3.1. Thermal Latency Responses in Diabetic Neuropathy Rats Treated with L-Serine

Thermal nociception and pain sensitivity were evaluated using the hot-plate test, with thermal latency (time to withdrawal response) recorded in seconds (Figure 2). Normal control rats exhibited a baseline thermal latency of 12.5 ± 0.8 s. The diabetic control group showed a significant increase to 18.2 ± 1.2 s (p < 0.01 vs. normal control), indicating the reduced pain sensitivity characteristic of diabetic neuropathy. Pioglitazone (PIO) treatment reduced thermal latency to 14.1 ± 0.9 s (p < 0.01 vs. diabetic control), and high-dose L-serine (S2) similarly reduced it to 13.8 ± 0.7 s (p < 0.01 vs. diabetic control). In contrast, the low-dose L-serine treatment (S1) produced a thermal latency of 18.5 ± 1.1 s, which did not differ significantly from the diabetic control group (p > 0.05).

3.2. Evaluation of Thermal Sensitivity Using Tail-Immersion Test in Diabetic Neuropathy Rats Treated with L-Serine

The tail-immersion test was performed to further evaluate thermal sensitivity, recording the tail-withdrawal latency in seconds for each rat in each group (Figure 3). Normal control rats showed a baseline tail-withdrawal latency of 14.2 ± 0.9 s. The diabetic control group exhibited a significant reduction to 4.1 ± 0.6 s (p < 0.01 vs. normal control), confirming the thermal hypoalgesia characteristic of diabetic neuropathy. PIO treatment yielded a tail-withdrawal latency of 4.5 ± 0.4 s, which did not differ significantly from the diabetic control (p > 0.05). The low-dose and high-dose L-serine groups showed tail-withdrawal latencies of 4.2 ± 0.4 s and 4.8 ± 0.5 s, respectively; neither differed significantly from diabetic rats (p > 0.05).

3.3. Motor Coordination by Rotarod Test

The rotarod test revealed significant differences in motor coordination among the experimental groups (Figure 4). Diabetic rats showed a significant reduction in time spent on the rotating rod, falling at 16.1 ± 0.85 s compared with 30.3 ± 1.85 s in the normal control group (p < 0.05), indicating motor impairment associated with diabetic neuropathy. PIO treatment led to a further reduction in motor performance, with the shortest latency to fall of any group at 9.8 ± 0.26 s (p < 0.05 vs. diabetic). In contrast, the high-dose L-serine (S2) group significantly improved motor performance to 26.67 ± 1.52 s (p < 0.05 vs. diabetic), whereas the low-dose (S1) group showed only a moderate, non-significant improvement (11.56 ± 0.64 s).

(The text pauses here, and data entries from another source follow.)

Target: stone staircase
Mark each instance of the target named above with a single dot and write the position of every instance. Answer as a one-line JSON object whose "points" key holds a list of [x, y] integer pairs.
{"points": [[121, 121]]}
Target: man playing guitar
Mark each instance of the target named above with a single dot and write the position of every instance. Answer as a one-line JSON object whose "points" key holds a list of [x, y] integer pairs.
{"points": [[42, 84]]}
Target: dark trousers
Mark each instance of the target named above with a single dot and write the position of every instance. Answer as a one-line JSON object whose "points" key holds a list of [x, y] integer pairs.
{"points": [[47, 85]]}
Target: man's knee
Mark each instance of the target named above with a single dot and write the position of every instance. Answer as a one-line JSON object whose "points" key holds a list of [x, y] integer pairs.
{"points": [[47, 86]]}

3.4. Comparative Impact of Low- and High-Dose L-Serine on Insulin Regulation in Diabetic Rats

Serum insulin levels were significantly elevated in the diabetic group (14.53 ± 0.20 µIU/mL) compared with the normal control (5.43 ± 0.30 µIU/mL; p < 0.05), indicating a state of insulin resistance (Figure 5). Pioglitazone treatment produced a modest but significant reduction to 6.2 ± 0.20 µIU/mL (p < 0.05 vs. diabetic). Low-dose and high-dose L-serine significantly decreased insulin to 9.26 ± 0.25 and 7.43 ± 0.11 µIU/mL, respectively (p < 0.05 vs. diabetic), suggesting improved insulin sensitivity. Notably, the high-dose group showed a greater reduction than the low-dose group, although both remained above normal control levels.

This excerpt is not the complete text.